The corporate event industry in the United States is being forced to evolve. As companies work to reconnect dispersed teams, rebuild trust with stakeholders, and show measurable results, events are no longer background operations. They are tools of strategy. Yet the sector remains fragmented. Too many providers still focus on logistics instead of intent, missing opportunities to strengthen culture, inclusion, and credibility in industries where public image is inseparable from compliance.

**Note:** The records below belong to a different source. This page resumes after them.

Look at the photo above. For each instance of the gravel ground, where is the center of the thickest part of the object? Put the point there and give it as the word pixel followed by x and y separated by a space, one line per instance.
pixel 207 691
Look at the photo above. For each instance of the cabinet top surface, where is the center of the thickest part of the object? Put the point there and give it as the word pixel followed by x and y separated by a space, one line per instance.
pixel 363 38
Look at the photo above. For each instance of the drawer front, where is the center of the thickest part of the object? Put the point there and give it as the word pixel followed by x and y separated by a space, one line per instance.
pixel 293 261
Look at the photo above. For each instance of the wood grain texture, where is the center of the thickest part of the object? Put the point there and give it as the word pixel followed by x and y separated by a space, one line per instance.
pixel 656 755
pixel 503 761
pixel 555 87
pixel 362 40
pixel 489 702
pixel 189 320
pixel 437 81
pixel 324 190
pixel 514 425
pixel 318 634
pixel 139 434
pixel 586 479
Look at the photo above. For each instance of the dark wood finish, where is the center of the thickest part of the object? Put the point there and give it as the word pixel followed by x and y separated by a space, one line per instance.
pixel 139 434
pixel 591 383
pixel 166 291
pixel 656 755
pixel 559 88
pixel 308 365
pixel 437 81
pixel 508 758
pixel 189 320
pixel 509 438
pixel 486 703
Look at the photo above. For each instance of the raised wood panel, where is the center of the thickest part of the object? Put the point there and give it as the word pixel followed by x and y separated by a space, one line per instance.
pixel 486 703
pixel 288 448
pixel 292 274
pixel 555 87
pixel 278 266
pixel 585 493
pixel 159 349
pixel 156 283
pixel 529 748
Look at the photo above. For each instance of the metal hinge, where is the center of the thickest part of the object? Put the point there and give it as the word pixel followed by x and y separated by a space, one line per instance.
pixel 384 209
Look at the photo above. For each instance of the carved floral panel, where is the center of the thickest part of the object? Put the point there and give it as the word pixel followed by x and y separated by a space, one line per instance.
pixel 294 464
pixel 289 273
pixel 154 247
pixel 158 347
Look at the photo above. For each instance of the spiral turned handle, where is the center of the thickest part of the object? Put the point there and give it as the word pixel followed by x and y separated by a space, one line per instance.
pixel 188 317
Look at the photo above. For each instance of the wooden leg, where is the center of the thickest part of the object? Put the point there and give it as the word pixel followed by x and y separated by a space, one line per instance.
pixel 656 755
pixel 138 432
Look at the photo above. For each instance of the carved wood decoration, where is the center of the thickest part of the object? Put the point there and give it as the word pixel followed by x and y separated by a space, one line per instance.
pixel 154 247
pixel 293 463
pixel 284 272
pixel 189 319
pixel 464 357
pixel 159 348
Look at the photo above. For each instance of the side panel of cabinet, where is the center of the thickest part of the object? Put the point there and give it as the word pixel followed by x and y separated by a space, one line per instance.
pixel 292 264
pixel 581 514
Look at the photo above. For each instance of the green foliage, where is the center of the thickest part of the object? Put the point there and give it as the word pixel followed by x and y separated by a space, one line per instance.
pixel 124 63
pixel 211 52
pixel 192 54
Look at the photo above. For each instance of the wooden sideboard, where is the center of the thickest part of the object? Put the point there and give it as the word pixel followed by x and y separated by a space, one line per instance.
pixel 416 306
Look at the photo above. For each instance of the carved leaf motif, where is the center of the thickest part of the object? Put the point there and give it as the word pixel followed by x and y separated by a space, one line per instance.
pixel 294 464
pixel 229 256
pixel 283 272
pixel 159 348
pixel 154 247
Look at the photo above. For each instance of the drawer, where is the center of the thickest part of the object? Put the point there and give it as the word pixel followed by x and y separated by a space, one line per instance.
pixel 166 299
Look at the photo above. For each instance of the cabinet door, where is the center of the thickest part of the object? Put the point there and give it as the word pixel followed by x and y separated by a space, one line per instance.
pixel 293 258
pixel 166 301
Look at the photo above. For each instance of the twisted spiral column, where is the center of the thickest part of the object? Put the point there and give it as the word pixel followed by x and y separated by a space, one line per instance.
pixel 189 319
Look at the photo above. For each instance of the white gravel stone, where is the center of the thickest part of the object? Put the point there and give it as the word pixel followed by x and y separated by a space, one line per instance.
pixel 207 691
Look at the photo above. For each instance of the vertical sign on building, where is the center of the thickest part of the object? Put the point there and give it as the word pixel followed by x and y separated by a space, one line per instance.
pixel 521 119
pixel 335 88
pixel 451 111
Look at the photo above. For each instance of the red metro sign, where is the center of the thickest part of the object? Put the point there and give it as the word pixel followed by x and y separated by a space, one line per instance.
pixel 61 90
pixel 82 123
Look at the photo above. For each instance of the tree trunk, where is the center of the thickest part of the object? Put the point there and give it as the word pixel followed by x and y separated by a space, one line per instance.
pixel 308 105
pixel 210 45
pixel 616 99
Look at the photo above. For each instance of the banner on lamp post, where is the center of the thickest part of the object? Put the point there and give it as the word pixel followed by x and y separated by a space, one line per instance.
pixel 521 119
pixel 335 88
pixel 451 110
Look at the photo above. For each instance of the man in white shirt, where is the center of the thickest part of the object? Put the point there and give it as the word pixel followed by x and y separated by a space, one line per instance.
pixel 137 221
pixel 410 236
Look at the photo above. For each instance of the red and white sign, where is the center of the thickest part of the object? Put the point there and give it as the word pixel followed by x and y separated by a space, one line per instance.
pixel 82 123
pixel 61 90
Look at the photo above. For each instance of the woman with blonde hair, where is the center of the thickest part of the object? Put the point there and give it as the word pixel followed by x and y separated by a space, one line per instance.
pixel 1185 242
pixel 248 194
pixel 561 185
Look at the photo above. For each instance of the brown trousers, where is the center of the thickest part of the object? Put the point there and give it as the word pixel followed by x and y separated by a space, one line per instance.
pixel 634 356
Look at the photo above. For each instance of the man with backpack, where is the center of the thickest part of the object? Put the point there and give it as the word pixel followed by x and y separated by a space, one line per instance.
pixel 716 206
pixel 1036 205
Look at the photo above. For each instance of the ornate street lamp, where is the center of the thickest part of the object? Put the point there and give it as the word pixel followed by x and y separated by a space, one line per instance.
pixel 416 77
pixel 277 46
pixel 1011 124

This problem runs deeper than planning. It reflects a wider shift in how organizations define engagement and representation. Only a quarter of working-age Americans with disabilities were employed in 2024, even as companies increased their public commitments to diversity. At the same time, two-thirds of marketing executives say labor shortages are limiting growth in experiential and live communication roles. The gap is structural, not tactical. Businesses need partners who can connect their events to broader organizational goals while building access and skilled teams.
That is the space Rogério Cesar Sutto intends to occupy with the launch of Trix Corporate Events in Boca Raton, Florida. After more than four decades in international media and event production, he plans to position the company as a strategic ally for corporate departments rather than a simple vendor. The goal is to design events that are inclusive, measurable, and aligned with business outcomes—not just to make them run smoothly.
Sutto’s career began in São Paulo, managing national legal publications before digital systems existed. Over time, he co-founded Trix Eventos, one of Brazil’s most respected corporate event firms, delivering large-scale productions for SpaceX, Altair Engineering, and Seegene Korea. His projects blended storytelling with operational precision, demanding fluency across cultures, regulations, and technologies. Those experiences now inform the foundation of his U.S. venture.
The model behind Trix Corporate Events reflects a simple conviction: events should act as levers for cohesion and growth. The company will support clients in everything from trade shows to investor presentations, with an internal structure designed for inclusion. It will hire professionals with disabilities in roles such as coordination, client support, and technical operations—an intentional move to align workforce design with client values.
“The industry talks a lot about engagement,” Sutto said. “But real engagement begins with who you include, not only who attends. If an event represents a company, it should mirror its values from the inside out.”
This philosophy extends to how the company plans to develop talent. Trix Corporate Events will establish mentorship programs and in-house training designed to create specialists capable of managing rapid shifts in demand. It aims to reduce reliance on temporary contractors while giving staff clearer career pathways in an industry where turnover and burnout are common.
The timing aligns with broader market trends. In September 2024 alone, more than 426,000 new business applications were filed in the United States. Many of these startups need visibility but lack the infrastructure or expertise to reach investors and customers effectively. Trix Corporate Events intends to bridge that gap by offering strategic support that translates ideas into presence.
Regulated sectors such as healthcare and finance offer another opportunity. Together they represent nearly one-fifth of U.S. GDP, and both rely on events to communicate innovation, trust, and compliance. Trix Corporate Events plans to specialize in these spaces, bringing consistency, documentation discipline, and measurable outcomes to clients that operate under strict oversight.
The company also aims to strengthen local economies. By sourcing vendors regionally—fabricators, audiovisual teams, and logistics partners—it plans to multiply economic impact while supporting community resilience. This approach aligns with the Department of Commerce’s RIMS II model, which measures how localized spending drives broader growth.
Though the company is still preparing to launch, Sutto’s direction is already clear. His focus on inclusion, workforce development, and long-term client alignment signals a departure from event planning as a one-off service. Instead, it positions Trix Corporate Events as part of a wider shift in how companies think about connection and purpose.
As the U.S. events industry redefines itself, this model may help move the focus from execution to intention. It suggests a future where events are not simply managed but built to matter.